Please tell us about your project.
Previous research conducted by WWCT shows that leopard -Sri Lanka’s apex predator- habitat suitability is improved by increasing the level of protection of the landscape and ensuring sizeable tracts of forest with a dense network of connected patches to buffer core habitat. Sri Lanka’s current protected area network is unbalanced, with the majority found in the lowland dry zone and very little in either the lowland wet-zone or Central Highlands, where biodiversity and endemism is high and where ecosystem resources are heavily focused. Furthermore, this network is lacking in adequate connections with areas of unprotected mixed wilderness and plantation lands often falling between protected areas. This project seeks to add much needed conservation zones / forest corridors to this landscape. By building on our previous leopard research we intend to identify key wildlife, especially leopard use areas in the southern Highlands that could function as vital corridors and additional refuges between the few protected areas that exist here.
Why do you do what you do?
Focusing our work on the leopard, which is this islands only wide ranging large carnivore/big cat, terrestrial apex predator and ideal umbrella species for conservation, will we hope enable a quicker more coherent plan for conservation. We do not have the land area nor the luxury of time to pick and choose how we conserve our vital biodiversity and remaining wilderness, and so we must select a path that best allows for overarching conservation. The leopard I believe is an answer to this. Needless to say its sheer magnificence and the vital role it has on this island, keeps me doing what I do!
How has LEF helped you?
LEF has helped us to quickly attempt to replicate a successful previous project that identified a key connecting ridge area for wildlife and which proved to also hold a resident leopard population.
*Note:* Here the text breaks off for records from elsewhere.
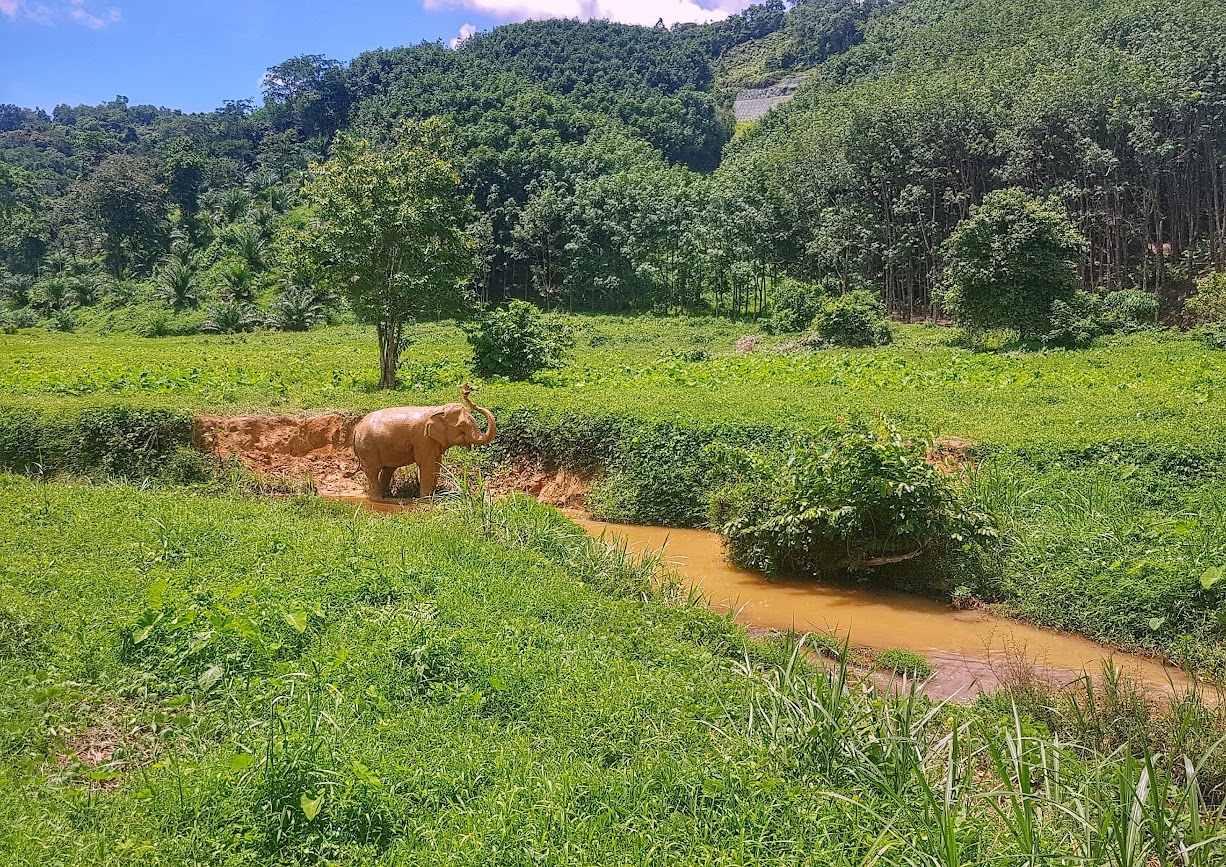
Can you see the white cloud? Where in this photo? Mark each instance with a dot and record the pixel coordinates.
(465, 32)
(53, 12)
(627, 11)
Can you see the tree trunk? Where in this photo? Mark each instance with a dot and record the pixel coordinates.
(389, 353)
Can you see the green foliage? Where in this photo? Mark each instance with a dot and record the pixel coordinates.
(1132, 309)
(231, 317)
(1009, 261)
(904, 662)
(1208, 307)
(178, 283)
(517, 341)
(855, 318)
(388, 233)
(1077, 320)
(297, 308)
(793, 305)
(845, 500)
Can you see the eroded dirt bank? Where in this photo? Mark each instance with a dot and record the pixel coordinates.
(304, 449)
(971, 650)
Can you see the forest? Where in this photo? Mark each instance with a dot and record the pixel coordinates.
(607, 174)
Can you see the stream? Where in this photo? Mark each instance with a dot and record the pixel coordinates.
(970, 650)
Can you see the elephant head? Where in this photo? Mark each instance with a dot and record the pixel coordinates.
(453, 424)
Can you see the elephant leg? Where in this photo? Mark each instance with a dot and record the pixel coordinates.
(428, 473)
(374, 489)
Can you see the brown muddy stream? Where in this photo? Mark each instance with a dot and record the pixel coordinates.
(970, 649)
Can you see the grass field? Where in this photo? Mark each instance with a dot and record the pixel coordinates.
(1160, 390)
(1107, 466)
(206, 677)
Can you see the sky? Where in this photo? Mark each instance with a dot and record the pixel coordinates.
(195, 54)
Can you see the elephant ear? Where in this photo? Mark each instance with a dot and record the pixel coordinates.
(437, 427)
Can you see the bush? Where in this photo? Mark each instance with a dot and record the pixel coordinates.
(1078, 320)
(61, 320)
(517, 341)
(904, 662)
(1208, 307)
(1132, 309)
(793, 305)
(297, 309)
(1009, 261)
(853, 319)
(855, 498)
(231, 317)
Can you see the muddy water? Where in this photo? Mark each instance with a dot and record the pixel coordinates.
(970, 649)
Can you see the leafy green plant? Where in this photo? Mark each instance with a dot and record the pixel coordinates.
(177, 283)
(855, 318)
(852, 498)
(904, 662)
(793, 305)
(517, 341)
(231, 317)
(1009, 261)
(298, 308)
(1132, 308)
(1208, 307)
(1077, 320)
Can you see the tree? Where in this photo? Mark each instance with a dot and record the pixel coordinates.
(1009, 261)
(126, 200)
(388, 233)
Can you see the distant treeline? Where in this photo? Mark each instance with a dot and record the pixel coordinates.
(602, 163)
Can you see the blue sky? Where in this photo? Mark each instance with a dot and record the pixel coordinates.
(196, 54)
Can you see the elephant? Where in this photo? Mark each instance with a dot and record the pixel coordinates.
(396, 437)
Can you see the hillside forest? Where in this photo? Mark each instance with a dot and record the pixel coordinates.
(607, 174)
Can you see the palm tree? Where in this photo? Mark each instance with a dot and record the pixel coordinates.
(237, 278)
(177, 283)
(297, 308)
(249, 243)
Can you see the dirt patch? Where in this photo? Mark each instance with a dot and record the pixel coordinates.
(951, 454)
(560, 488)
(315, 449)
(99, 754)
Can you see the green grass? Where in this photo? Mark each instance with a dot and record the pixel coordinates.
(1105, 466)
(1139, 389)
(296, 682)
(904, 662)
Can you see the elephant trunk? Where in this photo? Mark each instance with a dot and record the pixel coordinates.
(491, 427)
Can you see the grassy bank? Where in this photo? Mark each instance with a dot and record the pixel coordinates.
(209, 678)
(1161, 390)
(1105, 467)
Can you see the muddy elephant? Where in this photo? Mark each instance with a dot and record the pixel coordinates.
(400, 435)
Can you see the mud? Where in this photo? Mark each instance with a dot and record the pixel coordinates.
(971, 650)
(314, 449)
(560, 488)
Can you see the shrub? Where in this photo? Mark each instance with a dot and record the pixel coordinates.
(1132, 309)
(297, 309)
(231, 317)
(517, 341)
(61, 320)
(855, 498)
(1208, 307)
(904, 662)
(1078, 320)
(793, 305)
(853, 319)
(1009, 261)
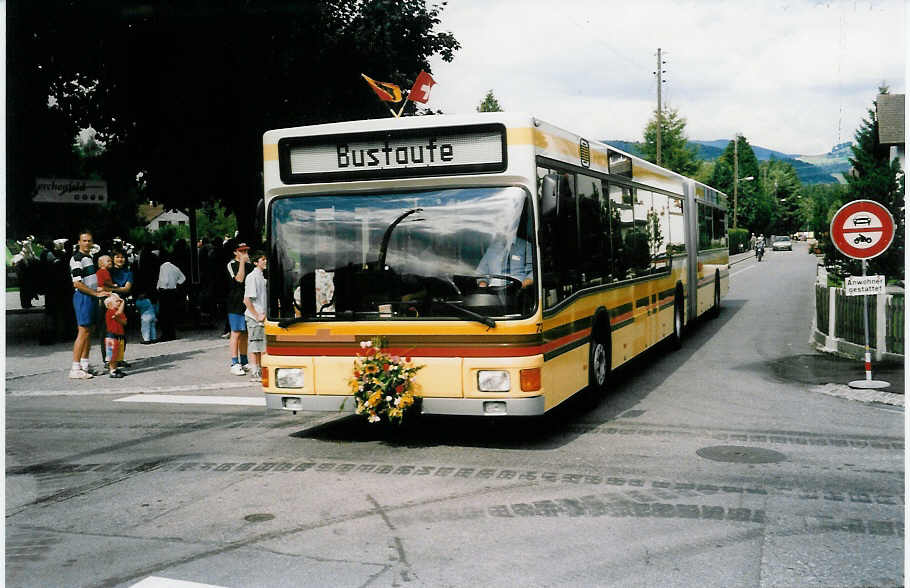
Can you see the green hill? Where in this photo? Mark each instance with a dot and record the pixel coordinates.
(811, 169)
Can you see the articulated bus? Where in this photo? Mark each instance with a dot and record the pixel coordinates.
(518, 262)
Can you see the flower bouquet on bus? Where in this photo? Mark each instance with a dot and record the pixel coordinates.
(383, 385)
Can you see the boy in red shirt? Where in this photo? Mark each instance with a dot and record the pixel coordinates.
(115, 323)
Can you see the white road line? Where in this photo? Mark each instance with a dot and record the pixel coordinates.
(745, 269)
(90, 390)
(181, 399)
(159, 582)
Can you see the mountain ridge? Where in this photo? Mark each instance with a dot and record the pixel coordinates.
(825, 168)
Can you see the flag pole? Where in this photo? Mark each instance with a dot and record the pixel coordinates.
(405, 103)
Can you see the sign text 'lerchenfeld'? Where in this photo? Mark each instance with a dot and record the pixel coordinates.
(389, 155)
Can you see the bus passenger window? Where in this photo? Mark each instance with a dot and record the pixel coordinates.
(659, 231)
(676, 241)
(594, 260)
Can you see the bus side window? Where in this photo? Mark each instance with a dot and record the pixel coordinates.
(705, 222)
(720, 228)
(621, 223)
(559, 242)
(659, 229)
(593, 262)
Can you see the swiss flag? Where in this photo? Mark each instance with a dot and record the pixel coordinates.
(421, 90)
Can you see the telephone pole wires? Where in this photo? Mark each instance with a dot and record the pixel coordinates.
(660, 82)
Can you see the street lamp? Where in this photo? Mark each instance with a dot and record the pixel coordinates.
(736, 192)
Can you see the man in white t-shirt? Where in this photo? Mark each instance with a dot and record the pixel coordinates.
(255, 296)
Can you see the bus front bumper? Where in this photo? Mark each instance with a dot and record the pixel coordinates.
(530, 406)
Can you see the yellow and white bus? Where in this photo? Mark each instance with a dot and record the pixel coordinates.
(516, 261)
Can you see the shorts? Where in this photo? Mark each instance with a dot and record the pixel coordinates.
(255, 342)
(237, 322)
(114, 347)
(86, 309)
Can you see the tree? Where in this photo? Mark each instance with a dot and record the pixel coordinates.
(183, 91)
(875, 177)
(784, 192)
(753, 207)
(489, 104)
(676, 155)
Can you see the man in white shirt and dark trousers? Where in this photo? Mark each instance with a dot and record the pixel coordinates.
(254, 298)
(169, 278)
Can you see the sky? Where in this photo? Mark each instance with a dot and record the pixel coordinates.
(796, 76)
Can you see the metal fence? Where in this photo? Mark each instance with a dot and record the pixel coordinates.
(894, 333)
(847, 321)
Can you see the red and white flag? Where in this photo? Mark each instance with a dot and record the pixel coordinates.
(421, 90)
(387, 92)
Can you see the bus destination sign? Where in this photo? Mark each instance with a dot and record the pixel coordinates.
(390, 154)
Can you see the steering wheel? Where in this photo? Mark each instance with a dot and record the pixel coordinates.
(513, 281)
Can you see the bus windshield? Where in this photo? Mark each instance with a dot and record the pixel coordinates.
(465, 254)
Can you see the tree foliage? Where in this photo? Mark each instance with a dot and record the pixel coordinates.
(784, 194)
(675, 154)
(875, 177)
(754, 208)
(489, 103)
(183, 91)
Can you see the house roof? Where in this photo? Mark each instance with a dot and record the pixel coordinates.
(889, 110)
(149, 213)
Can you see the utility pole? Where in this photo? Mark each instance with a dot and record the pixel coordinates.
(735, 174)
(659, 112)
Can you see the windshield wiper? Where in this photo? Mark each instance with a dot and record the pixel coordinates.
(468, 313)
(343, 315)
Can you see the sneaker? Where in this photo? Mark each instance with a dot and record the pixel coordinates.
(95, 371)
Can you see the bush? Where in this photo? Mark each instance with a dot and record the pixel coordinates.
(739, 240)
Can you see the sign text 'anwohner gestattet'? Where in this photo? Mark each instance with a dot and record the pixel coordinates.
(59, 190)
(396, 156)
(864, 285)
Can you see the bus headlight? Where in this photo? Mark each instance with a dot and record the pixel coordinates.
(289, 378)
(493, 381)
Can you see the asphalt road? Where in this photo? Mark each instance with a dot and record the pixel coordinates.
(727, 463)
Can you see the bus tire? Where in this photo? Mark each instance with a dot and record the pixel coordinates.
(676, 336)
(715, 309)
(599, 360)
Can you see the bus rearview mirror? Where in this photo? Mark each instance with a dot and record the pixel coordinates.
(549, 195)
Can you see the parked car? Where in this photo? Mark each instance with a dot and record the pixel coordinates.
(781, 243)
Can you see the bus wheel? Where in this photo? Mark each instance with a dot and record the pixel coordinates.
(676, 337)
(599, 362)
(715, 310)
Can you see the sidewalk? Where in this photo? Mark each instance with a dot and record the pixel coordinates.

We have identified two other similar ridgelines in the vicinity of the previous ridge in the southern Central Highlands and the LEF grant is enabling us to investigate if these two ridges also act as key connectors and refuges for leopard and other wildlife. The LEF funds allowed us to stay on and continue our work in this tea plantation and mixed forest landscape and move quickly to focusing on these other ridges, thereby increasing, we hope, the impact of our earlier work.
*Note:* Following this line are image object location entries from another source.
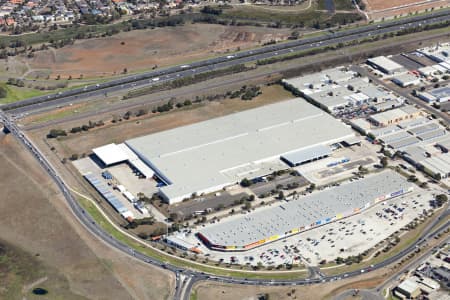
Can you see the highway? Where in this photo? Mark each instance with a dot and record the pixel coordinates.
(171, 73)
(185, 278)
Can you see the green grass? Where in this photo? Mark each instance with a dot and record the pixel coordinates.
(14, 94)
(108, 227)
(338, 5)
(193, 295)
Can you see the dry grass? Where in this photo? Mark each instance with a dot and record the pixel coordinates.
(142, 49)
(34, 217)
(378, 9)
(85, 142)
(206, 290)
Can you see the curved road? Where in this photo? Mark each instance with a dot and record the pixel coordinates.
(191, 276)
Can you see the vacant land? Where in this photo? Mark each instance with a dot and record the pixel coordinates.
(44, 247)
(143, 49)
(383, 4)
(314, 17)
(206, 290)
(378, 9)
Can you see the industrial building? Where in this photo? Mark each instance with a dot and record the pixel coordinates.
(112, 154)
(439, 95)
(268, 224)
(223, 151)
(339, 89)
(435, 164)
(385, 65)
(395, 116)
(406, 80)
(439, 53)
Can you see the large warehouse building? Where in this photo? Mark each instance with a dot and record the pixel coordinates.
(207, 156)
(268, 224)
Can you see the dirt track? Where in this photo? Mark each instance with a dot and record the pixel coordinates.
(35, 218)
(143, 49)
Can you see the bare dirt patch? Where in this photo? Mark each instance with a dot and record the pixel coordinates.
(143, 49)
(34, 217)
(206, 290)
(380, 8)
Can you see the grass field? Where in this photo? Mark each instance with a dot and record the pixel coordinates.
(308, 18)
(85, 142)
(143, 49)
(41, 248)
(338, 4)
(15, 93)
(209, 290)
(107, 226)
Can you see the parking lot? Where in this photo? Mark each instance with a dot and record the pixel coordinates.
(347, 237)
(86, 165)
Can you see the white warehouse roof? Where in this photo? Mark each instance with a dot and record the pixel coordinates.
(110, 154)
(385, 63)
(197, 158)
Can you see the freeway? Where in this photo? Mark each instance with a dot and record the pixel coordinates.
(191, 276)
(171, 73)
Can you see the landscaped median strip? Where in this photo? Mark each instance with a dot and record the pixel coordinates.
(103, 220)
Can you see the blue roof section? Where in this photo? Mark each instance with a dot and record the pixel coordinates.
(304, 155)
(106, 193)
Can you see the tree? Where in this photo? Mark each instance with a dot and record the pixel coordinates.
(384, 162)
(441, 199)
(174, 217)
(280, 195)
(3, 92)
(54, 133)
(245, 182)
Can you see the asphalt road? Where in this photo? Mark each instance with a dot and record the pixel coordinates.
(167, 74)
(405, 93)
(182, 291)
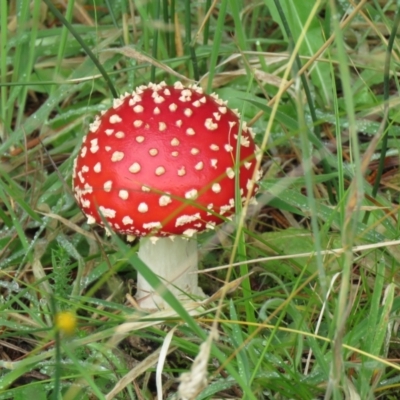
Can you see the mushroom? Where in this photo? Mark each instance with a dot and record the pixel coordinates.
(161, 164)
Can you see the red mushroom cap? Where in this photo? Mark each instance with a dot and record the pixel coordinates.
(161, 161)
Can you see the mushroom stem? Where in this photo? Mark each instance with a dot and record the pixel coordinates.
(174, 261)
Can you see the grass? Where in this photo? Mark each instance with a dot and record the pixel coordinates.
(304, 291)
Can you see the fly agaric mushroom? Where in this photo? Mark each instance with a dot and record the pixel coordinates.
(163, 162)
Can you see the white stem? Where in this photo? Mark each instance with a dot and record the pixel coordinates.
(173, 261)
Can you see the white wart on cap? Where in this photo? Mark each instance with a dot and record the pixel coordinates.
(157, 160)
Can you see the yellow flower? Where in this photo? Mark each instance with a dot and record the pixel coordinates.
(65, 322)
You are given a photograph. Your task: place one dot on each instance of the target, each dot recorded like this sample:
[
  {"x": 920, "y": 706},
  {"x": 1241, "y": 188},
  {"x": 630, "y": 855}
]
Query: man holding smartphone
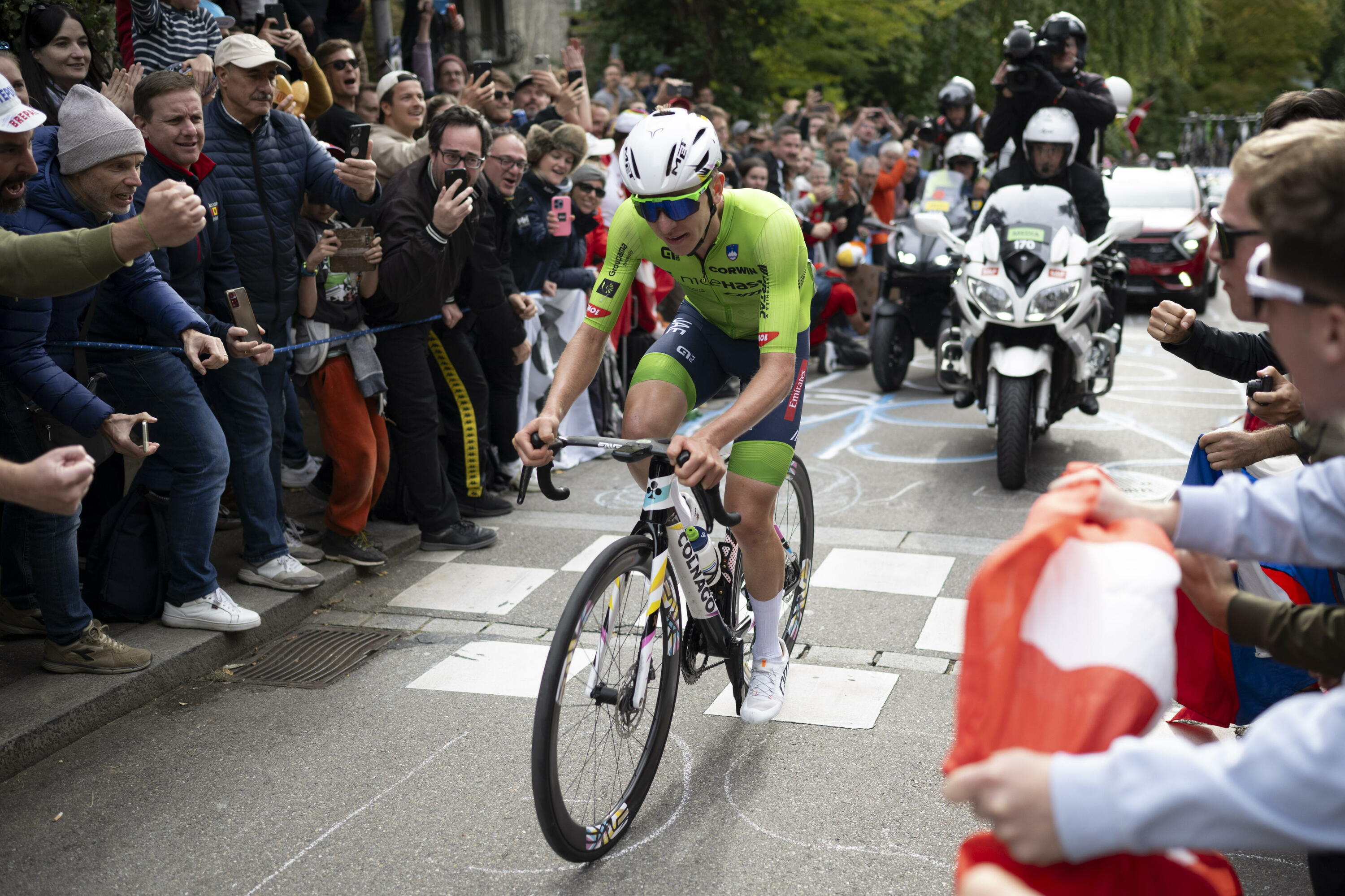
[{"x": 428, "y": 221}]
What is the biggest challenge you face?
Continuation of funding is the need of the hour as due to the Covid-19 pandemic our field work was greatly impacted and we have not been able to get through our planned course of action. This means that the project timeline and outcomes will need to be extended and to sustain the work of our team we will need to have continued support. With the tea industry in Sri Lank in dire straits it is now not as easy to get the parent companies to agree to the partnerships we envisaged as they face multiple labour and capital funding issues themselves and priorities have shifted. We need to ensure that we keep at it…
Anything to add?
One simply needs to spend time in the wilderness to understand how deeply it impacts us and how essential it is to our being. If these spaces and magnificent species like the leopard are to continue to persist and if we are to give our children and their children a world like I have been lucky enough to experience, then we must act now – we must be the solution.